On Virginia Avenue, some Denverites want to throw a speed bump under a planned bike lane

It’s not a conversation about bike lanes without a conversation about parking.

Virginia Avenue in Washington Virginia Vale, Jan. 23, 2010. (David Sachs/Denverite)

Virginia Avenue in Washington Virginia Vale, Jan. 23, 2010. (David Sachs/Denverite)

staff photos

Denver’s transportation department wants to make Virginia Avenue safer for people on bikes but some locals in Washington Virginia Vale — and their councilwoman — are pumping the brakes.

The bike lane would run for about a mile between Jersey Street and Quebec Street. It would include a painted buffer meant to provide extra space between bicyclists and cars, and would repurpose public street space currently being used for parking private vehicles.

Tim Rooney, who heads the Winston Downs Community Association, said city transportation planners did not prep his neighborhood well enough for the loss of parking along Virginia. Staffers from the Denver Department of Transportation and Infrastructure, or DOTI, presented the plan during a tense public meeting Tuesday night.

“Even with additional information, I can’t imagine that we as a (registered neighborhood organization) can support eliminating all of the parking on Virginia for all of these residents,” he told Denverite, adding that the board has not taken an official position. “I don’t know how we could possibly justify that to the homeowners in this neighborhood.”

Every house fronting Virginia Avenue on this stretch has a driveway with a garage. The street is barely used for parking in the evenings and on weekends, according to the transportation department’s inventory. Of the estimated 231 available parking spots, four were being used between 7 and 9 p.m. on a weeknight, city documents show. Staffers counted 10 being used on the weekend between 1 and 3 p.m.

Those counts aren’t as relevant to weekdays when two schools along the street — George Washington High School and Denver Green School — are in session, Rooney said. Both schools have parking lots, but the bike lane would supplant a drop-off and pick-up zone alongside the Green School and eliminate on-street parking near both.

Denverite found Virginia Avenue between Jersey and Quebec nearly barren of parked cars at noon Thursday, with one car parked illegally in the drop-off zone.

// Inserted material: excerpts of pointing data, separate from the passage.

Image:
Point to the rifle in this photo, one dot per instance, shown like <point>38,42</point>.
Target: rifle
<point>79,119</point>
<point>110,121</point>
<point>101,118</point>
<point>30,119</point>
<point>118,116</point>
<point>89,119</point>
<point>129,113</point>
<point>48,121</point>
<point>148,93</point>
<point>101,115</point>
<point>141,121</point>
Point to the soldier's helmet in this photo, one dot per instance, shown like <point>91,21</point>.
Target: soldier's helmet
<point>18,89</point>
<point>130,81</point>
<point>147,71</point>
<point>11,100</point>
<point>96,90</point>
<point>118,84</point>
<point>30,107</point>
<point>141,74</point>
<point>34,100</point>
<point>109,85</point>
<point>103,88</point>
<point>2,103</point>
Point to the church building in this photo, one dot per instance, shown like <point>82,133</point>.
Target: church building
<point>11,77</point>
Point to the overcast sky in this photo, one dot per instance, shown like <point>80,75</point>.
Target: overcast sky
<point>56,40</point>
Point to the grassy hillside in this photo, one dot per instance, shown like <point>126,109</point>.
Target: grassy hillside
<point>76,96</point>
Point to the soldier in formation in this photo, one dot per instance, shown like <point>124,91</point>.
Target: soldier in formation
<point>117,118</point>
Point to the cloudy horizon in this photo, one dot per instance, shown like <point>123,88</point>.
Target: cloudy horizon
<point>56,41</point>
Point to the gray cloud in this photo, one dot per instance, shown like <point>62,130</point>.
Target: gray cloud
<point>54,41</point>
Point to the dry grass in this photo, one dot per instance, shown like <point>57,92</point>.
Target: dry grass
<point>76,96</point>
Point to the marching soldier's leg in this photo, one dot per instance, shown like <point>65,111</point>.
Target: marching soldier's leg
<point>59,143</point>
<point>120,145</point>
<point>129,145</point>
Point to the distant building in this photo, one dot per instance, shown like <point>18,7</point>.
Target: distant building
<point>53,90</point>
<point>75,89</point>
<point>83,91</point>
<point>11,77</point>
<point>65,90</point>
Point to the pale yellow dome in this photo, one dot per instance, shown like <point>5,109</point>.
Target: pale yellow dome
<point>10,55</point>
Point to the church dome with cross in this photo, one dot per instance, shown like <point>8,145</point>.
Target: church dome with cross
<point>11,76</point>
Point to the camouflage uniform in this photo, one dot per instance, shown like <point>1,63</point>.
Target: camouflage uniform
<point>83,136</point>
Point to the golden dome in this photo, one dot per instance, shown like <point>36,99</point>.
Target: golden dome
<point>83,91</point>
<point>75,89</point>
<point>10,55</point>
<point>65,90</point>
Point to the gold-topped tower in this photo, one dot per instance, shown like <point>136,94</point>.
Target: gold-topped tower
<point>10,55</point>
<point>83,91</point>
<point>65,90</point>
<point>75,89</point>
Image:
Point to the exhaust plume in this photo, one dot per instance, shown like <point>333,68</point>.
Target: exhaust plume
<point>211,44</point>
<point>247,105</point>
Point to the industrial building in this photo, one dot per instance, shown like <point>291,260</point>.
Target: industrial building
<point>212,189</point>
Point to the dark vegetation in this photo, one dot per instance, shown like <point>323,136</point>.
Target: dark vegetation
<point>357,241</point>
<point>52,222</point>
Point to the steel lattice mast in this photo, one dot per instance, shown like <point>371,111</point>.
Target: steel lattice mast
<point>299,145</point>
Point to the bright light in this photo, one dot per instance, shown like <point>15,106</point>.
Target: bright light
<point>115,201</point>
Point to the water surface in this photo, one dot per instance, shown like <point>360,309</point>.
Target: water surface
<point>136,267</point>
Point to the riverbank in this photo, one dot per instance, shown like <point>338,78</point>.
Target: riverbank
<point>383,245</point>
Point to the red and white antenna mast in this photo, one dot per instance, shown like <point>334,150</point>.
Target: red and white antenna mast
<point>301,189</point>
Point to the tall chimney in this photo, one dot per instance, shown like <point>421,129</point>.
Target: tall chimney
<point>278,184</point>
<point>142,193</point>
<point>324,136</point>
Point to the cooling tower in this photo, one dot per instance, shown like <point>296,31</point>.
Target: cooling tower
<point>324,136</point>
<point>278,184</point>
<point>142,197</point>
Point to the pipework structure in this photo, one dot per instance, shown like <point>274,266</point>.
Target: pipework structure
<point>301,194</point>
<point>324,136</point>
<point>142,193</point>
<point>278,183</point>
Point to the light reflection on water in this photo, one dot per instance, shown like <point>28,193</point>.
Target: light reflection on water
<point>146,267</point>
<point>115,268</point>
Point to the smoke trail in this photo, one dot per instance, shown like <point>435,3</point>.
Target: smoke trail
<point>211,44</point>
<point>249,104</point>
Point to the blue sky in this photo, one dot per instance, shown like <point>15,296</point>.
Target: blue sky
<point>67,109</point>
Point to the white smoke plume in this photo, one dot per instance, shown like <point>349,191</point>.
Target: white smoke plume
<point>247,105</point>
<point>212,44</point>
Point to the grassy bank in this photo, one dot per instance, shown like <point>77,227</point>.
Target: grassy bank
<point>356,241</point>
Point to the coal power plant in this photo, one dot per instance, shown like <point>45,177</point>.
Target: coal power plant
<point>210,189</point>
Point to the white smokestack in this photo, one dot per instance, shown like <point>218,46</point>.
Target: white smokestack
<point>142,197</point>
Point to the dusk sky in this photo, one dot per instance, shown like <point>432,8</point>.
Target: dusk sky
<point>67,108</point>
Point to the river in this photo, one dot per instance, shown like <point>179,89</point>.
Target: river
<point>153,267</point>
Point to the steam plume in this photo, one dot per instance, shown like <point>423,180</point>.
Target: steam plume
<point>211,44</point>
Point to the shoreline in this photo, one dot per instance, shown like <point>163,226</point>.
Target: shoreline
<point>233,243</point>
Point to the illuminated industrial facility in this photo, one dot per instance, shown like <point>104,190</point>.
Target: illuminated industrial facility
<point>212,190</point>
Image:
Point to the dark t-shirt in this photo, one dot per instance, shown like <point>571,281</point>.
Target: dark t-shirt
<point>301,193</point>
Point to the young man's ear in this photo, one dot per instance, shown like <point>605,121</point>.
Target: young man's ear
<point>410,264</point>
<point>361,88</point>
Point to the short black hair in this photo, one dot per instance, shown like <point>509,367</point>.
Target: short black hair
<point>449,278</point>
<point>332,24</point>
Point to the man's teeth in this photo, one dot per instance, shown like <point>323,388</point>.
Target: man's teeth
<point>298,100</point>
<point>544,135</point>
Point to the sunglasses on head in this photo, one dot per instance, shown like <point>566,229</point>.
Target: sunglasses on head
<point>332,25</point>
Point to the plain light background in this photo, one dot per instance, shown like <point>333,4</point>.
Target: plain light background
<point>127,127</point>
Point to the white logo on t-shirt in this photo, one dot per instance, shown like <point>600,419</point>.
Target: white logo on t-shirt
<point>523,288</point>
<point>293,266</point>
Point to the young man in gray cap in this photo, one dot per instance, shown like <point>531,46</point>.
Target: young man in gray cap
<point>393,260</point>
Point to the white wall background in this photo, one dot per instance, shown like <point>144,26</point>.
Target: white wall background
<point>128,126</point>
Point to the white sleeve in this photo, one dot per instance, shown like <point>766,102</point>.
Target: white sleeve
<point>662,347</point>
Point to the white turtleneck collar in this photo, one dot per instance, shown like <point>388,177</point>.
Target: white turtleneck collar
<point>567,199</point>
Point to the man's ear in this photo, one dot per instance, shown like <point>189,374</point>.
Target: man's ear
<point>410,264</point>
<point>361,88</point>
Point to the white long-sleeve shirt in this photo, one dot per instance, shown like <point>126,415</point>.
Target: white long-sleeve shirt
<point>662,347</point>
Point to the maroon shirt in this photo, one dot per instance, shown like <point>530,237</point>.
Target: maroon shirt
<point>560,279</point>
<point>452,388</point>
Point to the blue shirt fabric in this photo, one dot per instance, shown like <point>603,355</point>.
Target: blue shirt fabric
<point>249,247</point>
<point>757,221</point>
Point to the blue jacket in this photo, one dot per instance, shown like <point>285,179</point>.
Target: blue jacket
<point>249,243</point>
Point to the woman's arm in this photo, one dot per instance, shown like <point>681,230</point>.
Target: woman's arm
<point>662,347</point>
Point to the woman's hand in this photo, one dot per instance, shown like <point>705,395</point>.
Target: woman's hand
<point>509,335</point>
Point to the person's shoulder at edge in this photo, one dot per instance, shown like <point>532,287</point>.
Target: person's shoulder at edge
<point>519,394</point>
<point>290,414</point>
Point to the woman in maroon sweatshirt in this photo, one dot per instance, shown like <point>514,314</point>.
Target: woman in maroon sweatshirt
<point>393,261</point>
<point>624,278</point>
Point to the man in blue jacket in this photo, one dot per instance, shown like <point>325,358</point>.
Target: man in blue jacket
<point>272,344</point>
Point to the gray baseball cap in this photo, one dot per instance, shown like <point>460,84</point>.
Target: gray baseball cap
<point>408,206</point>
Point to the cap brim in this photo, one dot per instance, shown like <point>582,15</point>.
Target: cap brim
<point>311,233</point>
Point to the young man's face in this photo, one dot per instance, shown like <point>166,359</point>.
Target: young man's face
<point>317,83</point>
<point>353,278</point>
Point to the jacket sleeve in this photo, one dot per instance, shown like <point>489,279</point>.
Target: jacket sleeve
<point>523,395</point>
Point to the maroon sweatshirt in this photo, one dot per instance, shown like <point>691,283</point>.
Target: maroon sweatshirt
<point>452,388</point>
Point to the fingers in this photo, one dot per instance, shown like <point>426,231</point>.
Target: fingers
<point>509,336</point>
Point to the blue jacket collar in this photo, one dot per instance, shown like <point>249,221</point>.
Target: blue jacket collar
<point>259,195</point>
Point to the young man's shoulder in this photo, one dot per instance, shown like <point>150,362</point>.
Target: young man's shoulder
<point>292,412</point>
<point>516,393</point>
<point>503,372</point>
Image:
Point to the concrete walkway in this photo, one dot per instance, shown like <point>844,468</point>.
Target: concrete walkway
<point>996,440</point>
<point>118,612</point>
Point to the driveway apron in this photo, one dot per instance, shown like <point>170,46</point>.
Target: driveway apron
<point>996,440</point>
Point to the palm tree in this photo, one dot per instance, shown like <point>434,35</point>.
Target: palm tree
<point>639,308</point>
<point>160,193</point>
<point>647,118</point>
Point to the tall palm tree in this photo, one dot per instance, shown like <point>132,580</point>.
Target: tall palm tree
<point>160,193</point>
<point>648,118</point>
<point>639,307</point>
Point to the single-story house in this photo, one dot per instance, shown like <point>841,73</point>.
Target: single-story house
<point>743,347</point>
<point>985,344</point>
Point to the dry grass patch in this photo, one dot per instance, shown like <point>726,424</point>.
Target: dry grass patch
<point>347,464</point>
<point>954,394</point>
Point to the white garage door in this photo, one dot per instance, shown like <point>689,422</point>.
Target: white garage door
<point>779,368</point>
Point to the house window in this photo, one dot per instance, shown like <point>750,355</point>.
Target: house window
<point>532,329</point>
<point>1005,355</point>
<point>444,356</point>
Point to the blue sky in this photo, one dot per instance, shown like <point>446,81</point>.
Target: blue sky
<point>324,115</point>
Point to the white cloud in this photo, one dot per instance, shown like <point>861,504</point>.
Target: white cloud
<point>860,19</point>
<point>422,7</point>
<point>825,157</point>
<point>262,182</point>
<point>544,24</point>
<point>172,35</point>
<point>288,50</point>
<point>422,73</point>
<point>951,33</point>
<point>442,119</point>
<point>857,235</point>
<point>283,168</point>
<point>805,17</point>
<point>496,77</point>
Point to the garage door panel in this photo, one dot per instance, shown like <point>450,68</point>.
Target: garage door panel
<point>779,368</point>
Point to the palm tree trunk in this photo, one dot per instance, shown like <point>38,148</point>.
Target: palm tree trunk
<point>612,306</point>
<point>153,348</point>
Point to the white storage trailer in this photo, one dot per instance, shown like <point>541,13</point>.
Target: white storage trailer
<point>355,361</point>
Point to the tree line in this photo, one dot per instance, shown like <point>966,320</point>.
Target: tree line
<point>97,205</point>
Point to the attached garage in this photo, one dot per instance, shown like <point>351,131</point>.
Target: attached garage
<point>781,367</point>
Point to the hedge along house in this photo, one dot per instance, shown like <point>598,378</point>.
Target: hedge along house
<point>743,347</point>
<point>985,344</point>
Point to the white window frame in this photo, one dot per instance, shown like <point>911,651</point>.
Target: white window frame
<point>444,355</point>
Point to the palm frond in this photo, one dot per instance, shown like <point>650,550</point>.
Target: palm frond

G.W. administrators expressed no concern, said Nancy Kuhn, a spokeswoman for the transportation department. Green School staffers expressed concerns but also “indicated a willingness to work with us and an openness to receiving suggestions for how to accommodate staff parking and drop off conditions on side streets,” Kuhn said.

Kuhn said DOTI will do a broader parking analysis and will address other neighborhood fears, including trash and recycling pickup and concerns about residents becoming disabled and needing a special parking space.

Denver’s goal of laying down its bike network faster seems to have met its first speed bump in the form of wary neighbors.

“What I think happened in this situation is, (DOTI’s) 2020 New Year’s resolution was to move faster,” Councilwoman Amanda Sawyer told Denverite. “This was their first attempt to do that and they just failed a little bit.”

Sawyer said she has not taken a position on the bike lane, which is in her district, but said she has concerns about parking and qualms with the process. It happened too quickly and haphazardly, she said, though she added DOTI is taking neighborhood concerns seriously. Sawyer said she knew about the meeting beforehand but resented that the bike lane design was presented as a “done deal.”

A planned bike lane on Virginia Avenue has been on the books since 2011, when Denver Public Works released Denver Moves, its plan for the bicycle network, after a public process. Eight years later, Denver has committed to realizing a large chunk of that plan by 2023 with more rapid implementation — partly by combining striping with paving operations.

“We need these important mobility projects on the ground now,” said Piep van Heuven, who co-chairs the Denver Streets Partnership, a group that advocates for better walking, biking and transit. “They increase transportation options, keep kids and families safe, and address the climate crisis. Many of these projects have been vetted through public processes several times over already, and we can’t afford to slow the process over personal parking concerns. Ultimately safety and mobility have to be our first priority, and sometimes that takes tradeoffs.”

In the past, bike lanes available to all city residents have been watered down because of a few private residents’ concerns about parking. See: Stout Street in Curtis Park.

In a statement, DOTI spokeswoman Kuhn said the transportation department “is committed to implementing a network of better bike facilities in our city that make it more comfortable and viable for people to ride bikes — and to creating a bike network that connects people to the places they want to go.”

Paving and implementation is scheduled for this summer.

Correction: Tim Rooney’s name was originally misspelled in this story.